Editions Danger Public, 300 pages, 16,90 euros
J. J. : Les footballeurs ont plus d'occasions de succomber à la tentation, d'autant qu'ils n'ont pas besoin de séduire. Souvent très "cash", ils n'y vont pas par quatre chemins. Une femme de footballeur connaît les règles du jeu. Elle sait qu'elle est, avant tout, la mère de ses enfants. De plus, elle bénéficie d'à-côtés financiers considérables, un footballeur gagnant, en moyenne, en France, quelque 45.000 euros brut par mois. Les divorces sont d'ailleurs très coûteux pour les joueurs.
LCI.fr : D'après votre ouvrage, ballon rond et homosexualité ne font pas bon ménage.
J. J. : L'homophobie est le fléau du milieu du football, milieu qui n'a pourtant aucune raison d'échapper aux statistiques d'après lesquelles 5 à 10 hommes sur 100 sont homosexuels. Et le "coming out" n'est pas sans danger. En témoigne, par exemple, l'issue tragique de la seule révélation d'homosexualité d'un joueur en activité qu'ait connu l'Angleterre. Ce footballeur a mis fin à ses jours, après être devenu un renégat, même auprès de sa famille. Les joueurs homosexuels préfèrent souvent se marier et vivre clandestinement leurs relations amoureuses. Il faudrait qu'un joueur de renommée internationale fasse son coming out pour que les choses changent. En attendant, on continuera à s'indigner davantage des banderoles anti-Ch'tis, dans les stades que des banderoles homophobes.
LCI.fr : Violence conjugale, abus sexuels, viols collectifs..., les dérapages semblent nombreux dans le monde du foot.
J. J. : En 2007, le procès de certains joueurs de l'équipe de Bordeaux a révélé des pratiques barbares. En Angleterre, les footballeurs ont inventé les termes de "roasting" ("rôtissage") pour décrire le partage d'une même fille à plusieurs et de "spitroasting" ("rôtissage à la broche") pour désigner les relations à trois.
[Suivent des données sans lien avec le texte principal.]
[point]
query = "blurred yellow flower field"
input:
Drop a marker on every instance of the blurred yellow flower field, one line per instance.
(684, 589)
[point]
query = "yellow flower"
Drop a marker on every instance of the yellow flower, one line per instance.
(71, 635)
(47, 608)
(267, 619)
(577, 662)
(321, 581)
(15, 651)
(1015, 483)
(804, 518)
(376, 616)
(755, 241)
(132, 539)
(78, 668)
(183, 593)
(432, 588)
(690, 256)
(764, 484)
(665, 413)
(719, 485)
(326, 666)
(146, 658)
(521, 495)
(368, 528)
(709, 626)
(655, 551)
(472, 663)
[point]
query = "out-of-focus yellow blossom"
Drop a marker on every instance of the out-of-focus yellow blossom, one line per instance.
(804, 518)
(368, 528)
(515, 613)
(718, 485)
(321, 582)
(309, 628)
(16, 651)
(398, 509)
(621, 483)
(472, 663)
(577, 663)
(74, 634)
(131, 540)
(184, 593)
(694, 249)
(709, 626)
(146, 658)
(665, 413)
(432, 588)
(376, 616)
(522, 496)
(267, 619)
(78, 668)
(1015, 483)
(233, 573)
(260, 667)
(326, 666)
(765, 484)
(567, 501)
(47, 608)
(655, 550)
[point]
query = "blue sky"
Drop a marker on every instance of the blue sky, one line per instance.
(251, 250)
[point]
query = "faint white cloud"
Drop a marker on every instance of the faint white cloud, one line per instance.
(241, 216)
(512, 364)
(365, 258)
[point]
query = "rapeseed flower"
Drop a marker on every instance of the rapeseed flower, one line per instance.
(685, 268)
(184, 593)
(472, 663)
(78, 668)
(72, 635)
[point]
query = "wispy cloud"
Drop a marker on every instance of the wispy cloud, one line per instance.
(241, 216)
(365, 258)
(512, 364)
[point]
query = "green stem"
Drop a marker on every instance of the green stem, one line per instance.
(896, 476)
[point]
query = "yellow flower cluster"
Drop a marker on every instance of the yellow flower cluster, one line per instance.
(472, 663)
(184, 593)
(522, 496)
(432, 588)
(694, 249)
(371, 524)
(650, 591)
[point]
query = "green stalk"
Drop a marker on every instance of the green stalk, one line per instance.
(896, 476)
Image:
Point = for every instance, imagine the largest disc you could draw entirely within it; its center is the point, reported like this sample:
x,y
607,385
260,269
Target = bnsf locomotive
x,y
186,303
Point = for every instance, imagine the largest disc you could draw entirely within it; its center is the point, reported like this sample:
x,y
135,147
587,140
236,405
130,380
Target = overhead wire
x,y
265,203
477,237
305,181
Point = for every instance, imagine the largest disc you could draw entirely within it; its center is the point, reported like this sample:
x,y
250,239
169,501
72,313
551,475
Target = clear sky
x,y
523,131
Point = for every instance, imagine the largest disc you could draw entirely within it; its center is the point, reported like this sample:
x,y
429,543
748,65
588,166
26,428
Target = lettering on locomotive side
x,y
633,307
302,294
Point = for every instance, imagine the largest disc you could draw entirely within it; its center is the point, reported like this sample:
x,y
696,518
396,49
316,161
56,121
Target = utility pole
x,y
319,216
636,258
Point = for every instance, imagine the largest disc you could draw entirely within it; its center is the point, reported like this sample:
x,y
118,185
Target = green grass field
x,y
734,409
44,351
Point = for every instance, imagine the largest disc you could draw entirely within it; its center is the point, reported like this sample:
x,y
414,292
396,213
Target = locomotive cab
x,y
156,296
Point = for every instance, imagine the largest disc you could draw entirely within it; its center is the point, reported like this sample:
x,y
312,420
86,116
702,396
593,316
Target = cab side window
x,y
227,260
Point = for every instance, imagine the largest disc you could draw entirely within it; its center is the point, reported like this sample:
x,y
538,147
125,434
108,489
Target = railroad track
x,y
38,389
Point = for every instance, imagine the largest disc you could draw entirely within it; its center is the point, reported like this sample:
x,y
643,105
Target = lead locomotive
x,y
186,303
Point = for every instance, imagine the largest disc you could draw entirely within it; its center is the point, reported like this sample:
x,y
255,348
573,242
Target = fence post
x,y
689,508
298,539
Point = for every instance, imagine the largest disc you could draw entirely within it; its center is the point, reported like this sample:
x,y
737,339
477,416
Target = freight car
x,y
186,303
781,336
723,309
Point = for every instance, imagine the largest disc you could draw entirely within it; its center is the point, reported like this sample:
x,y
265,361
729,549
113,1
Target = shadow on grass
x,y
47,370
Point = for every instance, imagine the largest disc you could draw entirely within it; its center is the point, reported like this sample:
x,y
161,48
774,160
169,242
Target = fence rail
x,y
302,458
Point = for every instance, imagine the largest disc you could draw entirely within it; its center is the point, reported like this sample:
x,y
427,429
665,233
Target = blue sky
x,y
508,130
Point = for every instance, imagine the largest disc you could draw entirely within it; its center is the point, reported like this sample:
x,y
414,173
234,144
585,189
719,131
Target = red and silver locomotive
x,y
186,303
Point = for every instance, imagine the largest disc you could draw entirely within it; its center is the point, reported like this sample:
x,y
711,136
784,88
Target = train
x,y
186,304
Basée sur l'alcool et les soirées au pub qui favorisent l'éclatement des inhibitions, la culture du foot anglaise est d'ailleurs assez "trash", d'autant plus que la presse britannique est plus offensive qu'en France, où le respect de la vie privée est mieux protégé par la loi.
LCI.fr : Ces débordements ternissent-ils l'image des footballeurs?
J. J. : Pas vraiment. Un joueur comme Zinédine Zidane, par exemple, demeure un intouchable, malgré les rumeurs sur sa vie conjugale ou ses comportements violents sur le terrain. Son absolution par Jacques Chirac, après son coup de boule, geste pourtant condamnable et difficile à expliquer aux enfants, montre à quel point il est immaculé pour l'éternité. Globalement, les joueurs de football bénéficient d'une aura qui les protègent, en France et à l'étranger, tant que leurs performances sur le terrain ne sont pas diminuées par une éventuelle vie privée dissolue.